The following is not the best answer, but I cannot help mentioning my alpha-numeric sort, which I use daily. It is modified from unix sort and sorts "chr10,chr2" to "chr2,chr10" and also coordinates in the right way. You can use Pierre's command line to turn fasta into one line, I will just use bioawk for simplicity:

bioawk -c fastx '{print}' in.fa | sort -k1,1N | awk '{print ">"$1;print$2}'


where "sort" here is compiled from by modified sort. For me, this alpha-numeric sort has reduced a lot of tedious works related to coordinate sorting.

Edit 2.3.21 by ATpoint

In the original answer it was awk -c fastx instead of bioawk, I made that change now.

One might also try sort -k1,1V to get a simple natural sort here in case that is of interest.

4
Entering edit mode
9.5 years ago

This simple command line should do the trick:

sed -e '/>/s/^/@/' -e '/>/s/$/#/' file.fasta | tr -d "\n" | tr "@" "\n" | sort -t "_" -k2n | tr "#" "\n" | sed -e '/^$/d'


Here is an explanation: first add special characters around the fasta header, remove new line symbols, sort numerically on the second part of the fasta header, put back new line characters, remove the empty line created during the process.

0
Entering edit mode

This is interesting but it will not sort sequences such as the last one in the example correctly.

0
Entering edit mode

True. I considered the hyphen in the last one as a typo and replaced it with an underscore. am I wrong?

2
Entering edit mode
9.5 years ago

Linearize your sequence as described here. But use awk or perl to pad your chrom/position with the same number of zeros.

e.g:

>chr02_000000001-000000020 NNNN...
>chr02_000000020-000000040 NNNN...
>chr02_000000200-000000240 NNNN...


then sort on this first column... I'm too lazy to write the script tonight.

2
Entering edit mode
9.5 years ago
SES 8.5k

Here is a solution using cdbfasta that is fast and won't keep all the data in memory. The caveat is that cdbfasta has limitations with the size of the index it can create, but I don't know how many sequences you have so it's worth a shot.

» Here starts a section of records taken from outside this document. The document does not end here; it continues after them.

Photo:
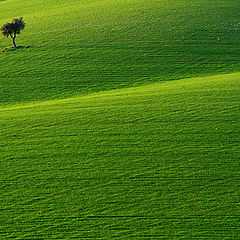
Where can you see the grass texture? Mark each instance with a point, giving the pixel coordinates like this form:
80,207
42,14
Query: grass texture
79,47
96,139
153,162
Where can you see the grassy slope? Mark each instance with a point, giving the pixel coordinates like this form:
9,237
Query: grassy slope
153,162
156,161
85,46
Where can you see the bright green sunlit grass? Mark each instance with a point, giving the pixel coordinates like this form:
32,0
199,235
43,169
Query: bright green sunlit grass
153,162
79,47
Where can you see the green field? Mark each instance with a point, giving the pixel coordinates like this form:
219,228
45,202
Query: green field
120,120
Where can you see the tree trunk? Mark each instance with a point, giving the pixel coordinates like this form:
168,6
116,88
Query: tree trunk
14,44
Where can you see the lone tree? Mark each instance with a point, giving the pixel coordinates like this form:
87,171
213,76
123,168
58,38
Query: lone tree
13,28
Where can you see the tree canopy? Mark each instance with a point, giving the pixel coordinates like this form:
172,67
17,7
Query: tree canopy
13,28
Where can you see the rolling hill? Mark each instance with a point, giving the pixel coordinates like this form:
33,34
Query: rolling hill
120,120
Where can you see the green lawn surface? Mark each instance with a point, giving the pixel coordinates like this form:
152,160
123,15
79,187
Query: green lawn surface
153,162
120,120
79,47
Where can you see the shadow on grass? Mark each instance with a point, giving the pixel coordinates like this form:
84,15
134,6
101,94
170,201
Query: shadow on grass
11,49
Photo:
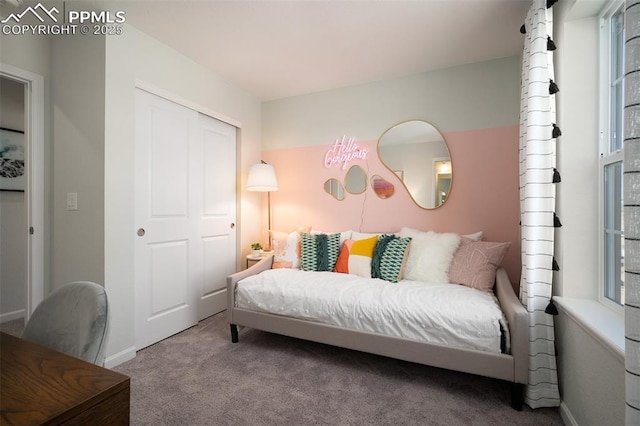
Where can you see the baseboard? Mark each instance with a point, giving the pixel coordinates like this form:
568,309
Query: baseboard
121,357
10,316
566,415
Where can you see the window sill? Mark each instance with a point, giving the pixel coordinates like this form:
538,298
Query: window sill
597,320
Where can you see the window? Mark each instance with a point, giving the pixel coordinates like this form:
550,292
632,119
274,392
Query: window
611,155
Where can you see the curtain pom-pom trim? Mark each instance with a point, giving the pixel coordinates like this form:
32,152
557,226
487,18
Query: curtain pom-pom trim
556,221
551,308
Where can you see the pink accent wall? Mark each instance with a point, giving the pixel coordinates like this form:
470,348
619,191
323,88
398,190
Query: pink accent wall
484,194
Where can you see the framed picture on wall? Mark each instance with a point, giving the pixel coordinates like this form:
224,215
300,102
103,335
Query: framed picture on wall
12,176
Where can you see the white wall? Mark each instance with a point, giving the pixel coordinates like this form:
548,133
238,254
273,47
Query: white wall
450,99
135,57
13,216
77,249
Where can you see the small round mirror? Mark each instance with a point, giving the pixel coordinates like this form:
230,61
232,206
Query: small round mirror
355,181
334,188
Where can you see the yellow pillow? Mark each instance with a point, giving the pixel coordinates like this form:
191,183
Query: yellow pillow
355,257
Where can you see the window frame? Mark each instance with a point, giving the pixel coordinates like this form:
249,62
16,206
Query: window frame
606,157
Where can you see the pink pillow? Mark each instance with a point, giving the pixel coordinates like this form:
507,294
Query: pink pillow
475,262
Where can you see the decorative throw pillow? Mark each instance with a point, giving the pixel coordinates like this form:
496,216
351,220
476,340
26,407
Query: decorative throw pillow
319,252
286,248
355,257
475,262
410,232
430,256
389,257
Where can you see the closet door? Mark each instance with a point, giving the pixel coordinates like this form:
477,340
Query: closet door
178,216
217,232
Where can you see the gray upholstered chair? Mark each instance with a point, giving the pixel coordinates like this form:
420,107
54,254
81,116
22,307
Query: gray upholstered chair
74,319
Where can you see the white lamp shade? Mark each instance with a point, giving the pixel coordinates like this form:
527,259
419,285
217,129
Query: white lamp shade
262,178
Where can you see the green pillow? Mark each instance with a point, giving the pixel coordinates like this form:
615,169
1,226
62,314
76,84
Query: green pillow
388,257
319,252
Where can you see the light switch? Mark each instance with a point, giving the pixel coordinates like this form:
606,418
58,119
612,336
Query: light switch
72,201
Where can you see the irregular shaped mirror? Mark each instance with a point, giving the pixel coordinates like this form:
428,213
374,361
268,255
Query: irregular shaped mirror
334,187
418,154
356,180
382,187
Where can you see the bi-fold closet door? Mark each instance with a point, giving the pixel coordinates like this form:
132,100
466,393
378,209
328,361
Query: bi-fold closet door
185,215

Assuming your file is named "myseqs.fasta" then:

grep ">" myseqs.fasta | sed 's/>//g' | sort -k1.6n > myseqs_idlist.txt
cdbfasta myseqs.fasta -o myseqs.fasta.index
cat myseqs_idlist.txt | cdbyank myseqs.fasta.index > myseqs_sorted.fasta
rm myseqs.fasta.index

0
Entering edit mode

Nice!

This approach solves exactly the question posed, is quite performant, and introduces a very useful generic tool, cdbfasta.

However, I think cdbyank is needs another argument, namely, myseqs.fasta.cidx

and, finally, the missing clean-up step:

rm myseqs.fasta.cidx

0
Entering edit mode

Nice catch Malcolm! I actually tested it to make sure the command worked but just made a typo. The command is correct now.